You can check for decentering by checking the sharpness of the corner charts vs each other, ( I overlay crops in photoshop ) and checking the Cromatic abberation of the corners.
The 14-24 ought to *easily* resolve the central 20 lines ( as long as your printer is good enough )
Another good check is to shoot a starfield, with the camera pointed straight up, to check for corner sharpness and coma performance. However this relies on you being familer with astro photography, so the chart method is a good start.
Ironheart: For sure. If you really want to be precise in that regard, the iPhone's level and compass is a great and convenient tool to make sure you are on point. Pick your planes, schlap your phone on 'em, and rock that high school geometry.
Speaking of schlapping... I used the $500 I saved and bought the Wonderpana system. Shipping was updated and she arrives on Monday. I haven't been sleeping much, and I only regret not saving (a lot) longer for the 15mm Zeiss a little bit...
As for the 15mm Zeiss you will not better the Samyang 14mm
For now, I created a really nice poster of the ISO 12233 pdf using four custom-cut, 13"x24" satin sheets, printed with photo black ink on the slowest highest quality setting. The final cut and assembled poster is just over 22.5" x 37" and looks great. I don't have perfect definition between lines at 20x, but enough to accurately assess sharpness for sure. If you print with matte black ink on the right paper, I am sure better definition could be achieved–at the expensive of durability/risk of smudging, which would certainly be annoying as there is so much black around those edges. There are also the obvious lines from merging pages, but these can be used as further means for assessment.

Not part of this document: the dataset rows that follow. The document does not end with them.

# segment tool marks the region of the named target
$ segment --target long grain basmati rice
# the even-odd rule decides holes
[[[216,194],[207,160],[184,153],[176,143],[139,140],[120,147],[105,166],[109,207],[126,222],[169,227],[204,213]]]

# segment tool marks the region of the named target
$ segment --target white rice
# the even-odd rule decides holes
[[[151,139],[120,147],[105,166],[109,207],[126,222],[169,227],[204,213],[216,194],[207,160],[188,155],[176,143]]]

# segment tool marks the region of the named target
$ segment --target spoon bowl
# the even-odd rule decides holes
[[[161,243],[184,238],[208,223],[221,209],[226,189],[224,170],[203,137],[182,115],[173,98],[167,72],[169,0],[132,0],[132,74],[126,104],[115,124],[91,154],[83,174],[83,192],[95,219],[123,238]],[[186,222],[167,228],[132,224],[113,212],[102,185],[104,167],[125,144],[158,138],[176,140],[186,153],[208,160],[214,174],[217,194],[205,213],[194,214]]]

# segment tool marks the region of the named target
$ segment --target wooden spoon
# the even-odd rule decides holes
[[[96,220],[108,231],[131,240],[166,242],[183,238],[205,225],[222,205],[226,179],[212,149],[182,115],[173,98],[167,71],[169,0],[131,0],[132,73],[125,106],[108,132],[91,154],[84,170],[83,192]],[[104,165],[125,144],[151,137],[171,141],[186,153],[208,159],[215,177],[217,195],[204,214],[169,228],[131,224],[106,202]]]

If you have a 13" wide printer and would like my prepress pdf of the ISO 12233 chart for that page size with crop marks, feel free to shoot me a message. In the mean time, I am anxiously waiting by the door (like a dog) for the lens to arrive while an incredible Fall day passes me by.
I ran tests like crazy on the lens, with my best and most consistent results coming by laying the ISO poster on the ground and leveling out my camera in live view tethered to my PC. A combo of an actual level and using the grid got me as close to perpendicular as possible. While I still need to set up the rig to test at 14mm (tripod was casting shadows so close to the poster), the thing is incredibly sharp. The left corners are a tiny bit better than the right corners, top left being the best, but I did achieve a test or two where that was not noticeable. It is certainly possible that my lens face was not parallel with the poster, as even the smallest deviation could cause such results.
All in all I am so pleased I picked up this lens; I can't wait to get it back out in the field and see how 14mm can push my work. Many thanks to you all for the tips, though I still need to try it out on a brick wall...
Nikon N90s, F100, F, lots of Leica M digital and film stuff.